Attawapiskat First Nation chief Teresa Spence is not engaged in “terrorism,” as one Postmedia writer notoriously suggested last week. Terrorists blow themselves up. Ms. Spence, by contrast, is sitting in a snow-covered teepee on Victoria Island in the Ottawa River. Let’s not play the game of using the T-word to describe everyone we simply don’t like.
On the other hand, Ms. Spence isn’t a true “hunger striker” either, since she reportedly is drinking fish broth and various herbal potions. We don’t know how many calories she’s taking in on a daily basis, so we can’t discount the possibility that she really will starve herself to death. But she is not a true Bobby Sands-style hunger striker. Terminology is important, whether you’re talking about death by Semtex, or starvation.
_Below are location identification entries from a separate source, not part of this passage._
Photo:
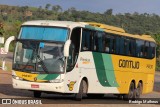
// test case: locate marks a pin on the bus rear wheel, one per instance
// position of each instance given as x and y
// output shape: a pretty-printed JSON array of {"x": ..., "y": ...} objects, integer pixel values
[
  {"x": 82, "y": 90},
  {"x": 37, "y": 94},
  {"x": 132, "y": 92}
]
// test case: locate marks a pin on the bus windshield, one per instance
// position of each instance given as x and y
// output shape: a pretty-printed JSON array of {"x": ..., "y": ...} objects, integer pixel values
[{"x": 44, "y": 33}]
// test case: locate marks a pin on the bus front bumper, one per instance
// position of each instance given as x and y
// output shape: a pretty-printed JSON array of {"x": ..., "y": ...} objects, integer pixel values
[{"x": 50, "y": 87}]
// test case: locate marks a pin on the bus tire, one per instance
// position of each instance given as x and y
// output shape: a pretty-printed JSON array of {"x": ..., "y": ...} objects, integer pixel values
[
  {"x": 131, "y": 93},
  {"x": 82, "y": 90},
  {"x": 139, "y": 90},
  {"x": 37, "y": 94}
]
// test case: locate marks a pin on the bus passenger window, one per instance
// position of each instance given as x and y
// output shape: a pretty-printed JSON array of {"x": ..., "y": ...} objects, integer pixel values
[
  {"x": 132, "y": 47},
  {"x": 86, "y": 40},
  {"x": 152, "y": 50},
  {"x": 98, "y": 46},
  {"x": 121, "y": 43},
  {"x": 117, "y": 45},
  {"x": 126, "y": 47},
  {"x": 139, "y": 48},
  {"x": 106, "y": 44},
  {"x": 146, "y": 50},
  {"x": 112, "y": 45}
]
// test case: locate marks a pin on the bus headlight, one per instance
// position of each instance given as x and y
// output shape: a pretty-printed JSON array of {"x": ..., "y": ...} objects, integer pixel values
[
  {"x": 56, "y": 81},
  {"x": 16, "y": 77}
]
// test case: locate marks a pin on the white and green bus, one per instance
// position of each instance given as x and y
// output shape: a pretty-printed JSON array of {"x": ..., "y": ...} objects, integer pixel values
[{"x": 82, "y": 58}]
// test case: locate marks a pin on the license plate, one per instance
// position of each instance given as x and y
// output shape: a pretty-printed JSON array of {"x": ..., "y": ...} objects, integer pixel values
[{"x": 34, "y": 86}]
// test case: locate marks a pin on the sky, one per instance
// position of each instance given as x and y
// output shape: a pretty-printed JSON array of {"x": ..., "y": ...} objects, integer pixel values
[{"x": 118, "y": 6}]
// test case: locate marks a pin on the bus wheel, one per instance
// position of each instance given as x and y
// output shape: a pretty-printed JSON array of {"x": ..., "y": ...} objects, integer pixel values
[
  {"x": 37, "y": 94},
  {"x": 82, "y": 90},
  {"x": 139, "y": 90},
  {"x": 131, "y": 93}
]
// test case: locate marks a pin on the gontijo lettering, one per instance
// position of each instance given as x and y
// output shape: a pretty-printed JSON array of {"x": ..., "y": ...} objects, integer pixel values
[{"x": 129, "y": 64}]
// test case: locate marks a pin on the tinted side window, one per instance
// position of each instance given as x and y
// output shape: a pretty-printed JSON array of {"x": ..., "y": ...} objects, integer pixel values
[
  {"x": 106, "y": 43},
  {"x": 152, "y": 50},
  {"x": 98, "y": 46},
  {"x": 139, "y": 48}
]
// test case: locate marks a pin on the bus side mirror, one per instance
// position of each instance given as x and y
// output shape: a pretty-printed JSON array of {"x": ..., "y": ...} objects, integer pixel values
[{"x": 66, "y": 48}]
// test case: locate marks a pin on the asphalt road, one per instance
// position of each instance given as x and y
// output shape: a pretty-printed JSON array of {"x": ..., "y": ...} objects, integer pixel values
[{"x": 7, "y": 91}]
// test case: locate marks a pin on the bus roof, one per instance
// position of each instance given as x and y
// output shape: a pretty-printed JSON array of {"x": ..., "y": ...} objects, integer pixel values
[
  {"x": 91, "y": 25},
  {"x": 68, "y": 24},
  {"x": 120, "y": 31}
]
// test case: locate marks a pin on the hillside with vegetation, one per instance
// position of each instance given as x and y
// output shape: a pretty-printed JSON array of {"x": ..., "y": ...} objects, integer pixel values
[{"x": 11, "y": 18}]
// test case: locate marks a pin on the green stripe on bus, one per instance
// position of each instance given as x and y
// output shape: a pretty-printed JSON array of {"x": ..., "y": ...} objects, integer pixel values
[
  {"x": 93, "y": 28},
  {"x": 47, "y": 76},
  {"x": 104, "y": 69},
  {"x": 108, "y": 64}
]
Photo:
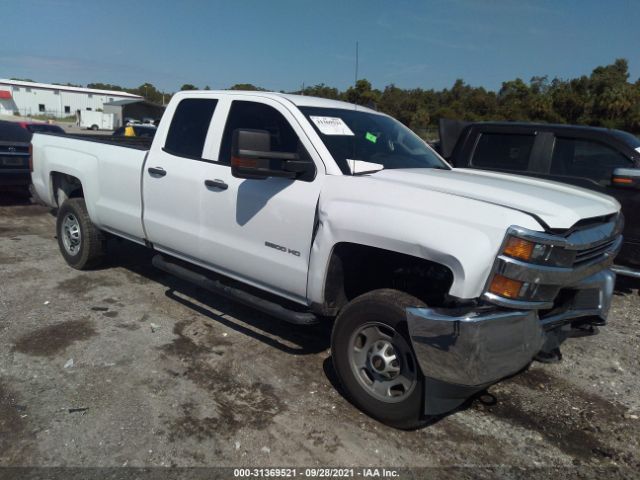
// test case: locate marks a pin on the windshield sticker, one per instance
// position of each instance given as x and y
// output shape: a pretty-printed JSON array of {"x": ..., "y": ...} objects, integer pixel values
[{"x": 331, "y": 125}]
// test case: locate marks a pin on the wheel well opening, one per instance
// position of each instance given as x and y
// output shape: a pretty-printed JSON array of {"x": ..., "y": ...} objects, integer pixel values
[
  {"x": 357, "y": 269},
  {"x": 65, "y": 186}
]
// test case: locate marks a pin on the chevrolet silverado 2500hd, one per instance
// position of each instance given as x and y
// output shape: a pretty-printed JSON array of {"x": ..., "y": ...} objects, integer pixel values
[{"x": 442, "y": 281}]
Finally, Ms. Spence is not an icon of “grass roots” native rage — as some suggest. She is a band chief, with an office and salary paid for by regular Canadian taxpayers. Attawapiskat may be tiny and poor, but it has its own development corporation, airport, local services and homegrown management scandals. The band takes in millions from a local diamond mine. True “grass roots” organizations can only dream of such resources.
But even if Ms. Spence is not a terrorist, nor a true hunger striker, nor a genuine grass roots activist, I would argue that we still need to pay attention: The very real plight of Attawapiskat First Nation encapsulates everything that has gone wrong with aboriginal policy for generations.